生活保護利用者は現在、約210万人(約163万5000世帯)いるが、それは本来受け取る権利のある人の15%か16%。多く見積もって2割程度だとされる。欧米ではその捕捉率が50%以上あり、ドイツは70%以上、英国は80%を超えているという。その名称も「連帯所得」(フランス)、「基礎生活保障」(韓国)などで、国から恩恵や施しを受けているような印象を与える「保護」の語を使用している国はないとされる。
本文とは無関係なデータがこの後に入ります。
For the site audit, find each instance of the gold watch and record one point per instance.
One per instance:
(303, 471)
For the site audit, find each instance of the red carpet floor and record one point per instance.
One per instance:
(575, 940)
しかも、安倍政権になって生活保護費の切り下げが続く。2013年、14年、15年に続き、18年10月から3年間かけて生活保護費が段階的に引き下げられる。「人間の尊厳と命を削るものだ」として全国で訴訟が提起されている。
日弁連は08年に生活保護法の改正要綱案をまとめ、今回これを11年ぶりに改定。集会では改定版の内容を日弁連の貧困問題対策本部事務局次長・森弘典弁護士が説明。名称を「生活保障法」に変更し、行政側の「水際作戦」を不可能にする制度的保障を設け、ケースワーカー1人当たりの担当世帯数を削減するなどといった改定のポイントをアピールした。
大阪市立大学大学院准教授の五石敬路さんは、かつては日本と同じ「生活保護法」だった韓国の「国民基礎生活保障法」における受給漏れをなくす取り組みを紹介。立命館大学准教授でケースワーカーの実務経験がある桜井啓太さんは日本のケースワーカーの実情と改革の必要性について報告した。
集会には複数の野党国会議員も駆けつけ、“排除と切り捨て”の政治を変える必要性を訴えた。